まずは日付・種目・重量・回数を記録します。そこに休憩と一言メモを加えると、次回の判断がしやすくなります。以下は書き方を示す架空の例です。

記録項目記入例
種目フラット・ベンチプレス
重量と回数80kg:8回・8回・7回
セット間の休憩3分
動作と余力同じ位置に下ろせた。最終セットはあと1回程度
体調・予定変更仕事が忙しかったため、補助を1種目にした
次回の確認同じ条件で、3セット目を8回にできるか

「80kgを挙げた」だけよりも、「80kgでどんな練習をしたか」が残る方が、次につながります。休んだ期間や補助種目を変えた日も一緒に記録すると、自分に合う練習を考える材料になります。

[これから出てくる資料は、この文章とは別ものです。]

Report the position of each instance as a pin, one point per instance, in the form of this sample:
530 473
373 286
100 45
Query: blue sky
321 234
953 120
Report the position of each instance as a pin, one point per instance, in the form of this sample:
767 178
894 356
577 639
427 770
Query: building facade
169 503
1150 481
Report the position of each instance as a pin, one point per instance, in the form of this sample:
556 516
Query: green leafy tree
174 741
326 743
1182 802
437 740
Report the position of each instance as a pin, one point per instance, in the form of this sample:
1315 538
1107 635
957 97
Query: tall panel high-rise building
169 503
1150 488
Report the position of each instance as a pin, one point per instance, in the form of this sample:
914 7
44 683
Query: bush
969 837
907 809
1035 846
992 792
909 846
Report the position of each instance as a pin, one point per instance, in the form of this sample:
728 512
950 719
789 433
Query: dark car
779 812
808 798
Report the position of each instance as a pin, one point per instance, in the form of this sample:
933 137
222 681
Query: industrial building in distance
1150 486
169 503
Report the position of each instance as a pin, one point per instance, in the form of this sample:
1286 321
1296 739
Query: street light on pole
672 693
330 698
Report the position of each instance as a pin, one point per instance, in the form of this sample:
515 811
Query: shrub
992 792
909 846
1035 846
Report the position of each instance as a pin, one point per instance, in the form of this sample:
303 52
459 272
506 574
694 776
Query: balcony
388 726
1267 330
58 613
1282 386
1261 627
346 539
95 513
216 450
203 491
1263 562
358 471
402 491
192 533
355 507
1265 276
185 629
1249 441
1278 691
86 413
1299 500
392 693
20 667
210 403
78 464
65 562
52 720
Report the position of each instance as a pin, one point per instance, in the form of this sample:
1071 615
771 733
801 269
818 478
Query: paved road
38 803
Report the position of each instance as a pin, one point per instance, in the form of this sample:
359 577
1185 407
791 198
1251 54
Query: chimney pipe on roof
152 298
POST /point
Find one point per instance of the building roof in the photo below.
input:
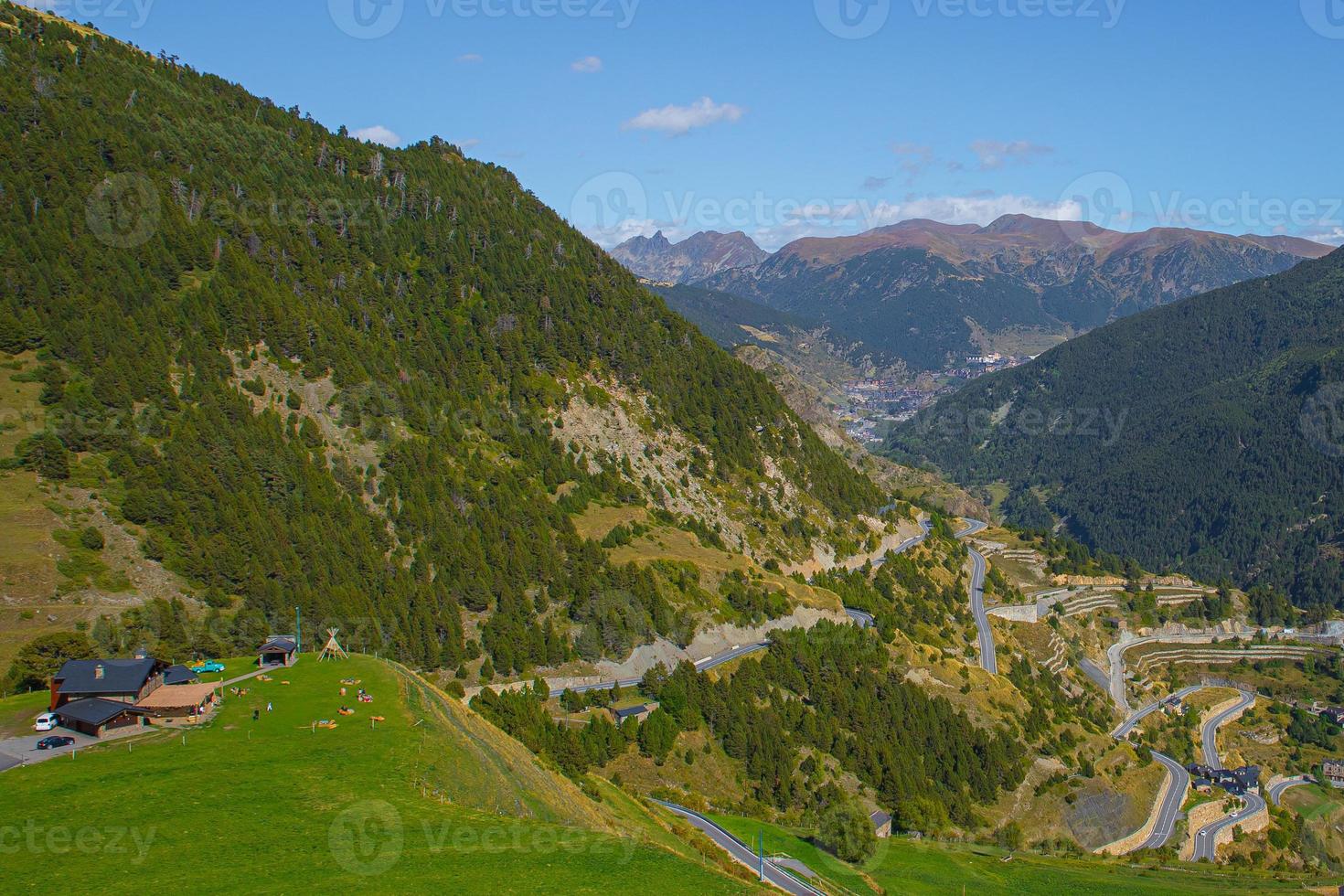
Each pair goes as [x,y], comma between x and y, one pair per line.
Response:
[179,675]
[279,645]
[177,698]
[117,676]
[94,710]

重量と回数から推定MAXの変化も見たい場合は、ベンチプレスMAX換算早見表を併用できます。種目や動作条件をそろえたうえで、経過を見る目安として使ってみてください。

よくある質問

100kg・120kgを目指すとき、最初に変えるなら?

私なら、まず練習記録を整えます。同じ重量での回数、フォーム、休憩を残すと、増量するのか、今の重量を続けるのか、休みを調整するのかを考えやすくなります。

180kgまで毎週、重量が伸び続けたのですか?

100kg、120kg、140kg、160kgと、私にも停滞する時期がありました。記録が動く時期と、休み方や練習を調整する時期を行き来しながら続けてきました。

週2回でもベンチプレスの強化を目指せますか?

私自身は週2回程度を基本に続けてきました。日数とともに、その日の役割と次回までの回復を考えることが、継続しやすい計画につながります。

停滞したら、補助種目を全部変えた方がよいですか?

まず、今の練習で進歩している部分と、変えたい部分を整理するとよいと思います。変更を一つずつ記録すると、その後の動きや回復状態を振り返りやすくなります。

次の練習に向けて、ひとつ決める

100kgを目指すなら、メインの練習と記録を整える。120kgを目指すなら、重さと回数の進歩を確認する。その先で停滞したら、回復や補助種目も含めて取り組みを調整する。これは、私の経験を振り返って整理した考え方です。

今日できることは、前回の記録を開き、次回に確認したいことを一つ書くことです。重量でも、回数でも、軌道でも、休み方でも構いません。

停滞しているときこそ、次のステージに行く準備期間。目の前の練習と、その先の目標をつなぎながら、一歩ずつ積み重ねていきましょう。